«Kellen»-Betrieb hat sich eingespielt

Um das Restaurant Kellen in Tübach ist es ruhig geworden. Während der Ferien ist die Beiz gar geschlossen.

TAGBLATT

Es ist heiss. Der Spielplatz auf dem Begegnungsplatz Kellen in Tübach wirkt wie leergefegt. Ein Stück weiter, beim Restaurant Kellen, ist Anita Eugster gerade dabei, die Fenster des Restaurants zu putzen.

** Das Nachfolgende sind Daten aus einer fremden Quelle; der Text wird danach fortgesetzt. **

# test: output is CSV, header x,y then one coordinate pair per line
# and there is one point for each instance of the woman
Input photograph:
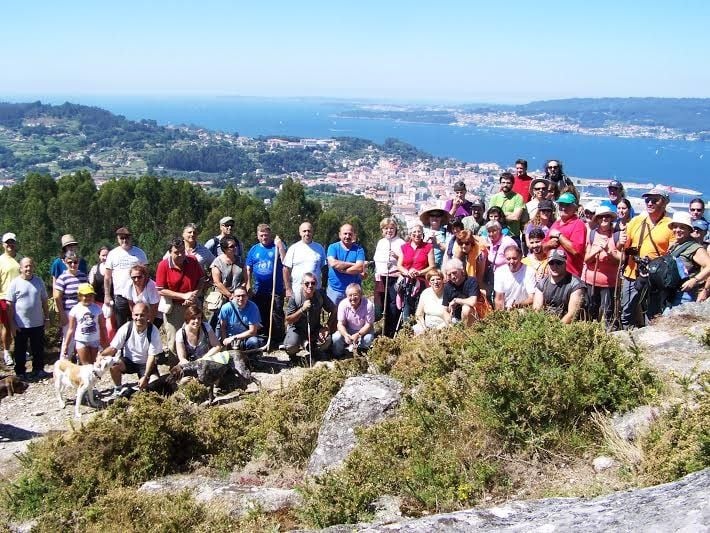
x,y
543,219
496,243
66,296
387,253
227,275
495,214
431,314
195,338
96,279
601,266
694,257
416,260
87,326
142,289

Trotz der geringen Kundschaft während der heissen Tage, hat sie das Restaurant geöffnet. «Vereinzelt verirrt sich ja doch der eine oder andere hier her», sagt sie und lacht. «Aber man merkt, dass jetzt viele in der Badi sind.» Auch die beginnende Ferienzeit würde sie schon spüren.

Abends länger offen bleiben

Nach dem Knatsch um die Pachtvergabe gab der FC Rorschach-Goldach 17 Anfang des Jahres bekannt, dass Anita Eugster das Restaurant für den FC führen wird. Eine Bitte der umliegenden Gemeinden zu diesem Zeitpunkt war, dass sich die Öffnungszeiten nicht nur an Vereinszeiten oder Fussballspielen orientieren würde. Dienstags bis freitags hat Anita Eugster daher das Restaurant ab 14 Uhr geöffnet. Samstags und sonntags gar ab 9 Uhr. Montags ist ihr Ruhetag. Ob sie bereits einmal auf die Öffnungszeiten angesprochen wurde? «Nein, bisher nicht», sagt sie etwas verdutzt. «Da gab es keine Nachfragen.» Die Öffnungszeiten habe sie so gelegt, dass sie vor allem während des nachmittags geöffnet hat. Das seien die Hauptzeiten auf dem Spielplatz.

Die Kinder kämen vor allem gerne für eine leckere Abkühlung. «Ein absoluter Renner ist derzeit das Softeis», sagt Eugster. Die Maschine habe sie rechtzeitig zu Ostern geliefert bekommen. Seitdem ist sie im Dauereinsatz. «Aber auch die Cheeseburger sind sehr beliebt. Vor allem bei Jugendlichen», sagt sie weiter. Ein Mittagsmenu bietet die Gastronomin nicht an. Dafür seien ihre Pastabuffets sehr gefragt. «Da mache ich etwa Spaghetti mit verschiedenen Saucen», sagt die Pächterin. «Das kommt gut an. Das mache ich aber nur zu besonderen Anlässen.» Bei der Leitung des Restaurants sei ihr wichtig, dass sie die Besucher abends nicht aus dem Restaurant verscheuchen müsste. «Mit den Öffnungszeiten ab 14 Uhr, bin ich während der Hauptzeiten da und kann abends flexibel bleiben», sagt sie. Würde sie morgens bereits früh öffnen, müsste sie auch früher schliessen.

Eine Aushilfe wäre zwar machbar, man müsse aber auch immer abwägen, ob dies rentabel sei. «Ich habe mir aber auch schon überlegt, ob ich die Öffnungszeiten nach der Saison im November nicht umkehren sollte», sagt Eugster. «Das kommt aber wirklich auf die Nachfrage an.» Sie wolle daher erst noch abwarten und allenfalls im Herbst entscheiden.

Auch beim Zweckverband Regionale Sport- und Erholungsanlagen Kellen Tübach, dessen Vorsitz Dominik Gemperli innehat, sei bisher keine Beschwerde oder Aufforderung eingegangen, die Öffnungszeiten neu einzupassen. Aufgrund der Feiertage an Pfingsten gab es einmal die Anfrage, ob man nicht einmal einen Ruhetag mit einem Arbeitstag tauschen könne. Ähnliches kann auch Michael Götte, Gemeindepräsident von Tübach berichten. Er habe bereits seit längerem nichts mehr bezüglich Beschwerden über das Restaurant gehört. «Die Öffnungszeiten waren anfangs die grosse Angst», sagt er. «Das hat sich aber bisher nicht bestätigt.» Ob das Restaurant früher aufmachen sollte, könne er nicht beurteilen: «Es geht da vielmehr um die Frage, was für die Konsumentinnen und Konsumenten zufriedenstellend ist», sagt er.

Eine Mutter mit ihren Kindern kommt ins Restaurant und holt Glace. Die einzigen Besucher, die an dem Tag etwas länger bleiben, ist ein älteres Ehepaar. Daher hat sich Anita Eugster dazu entschlossen, während der Ferien das Restaurant zu schliessen. «Ich habe einfach zu wenig Nachfrage», sagt sie.

Bild: Während der Sommerferien bleibt das Restaurant zu.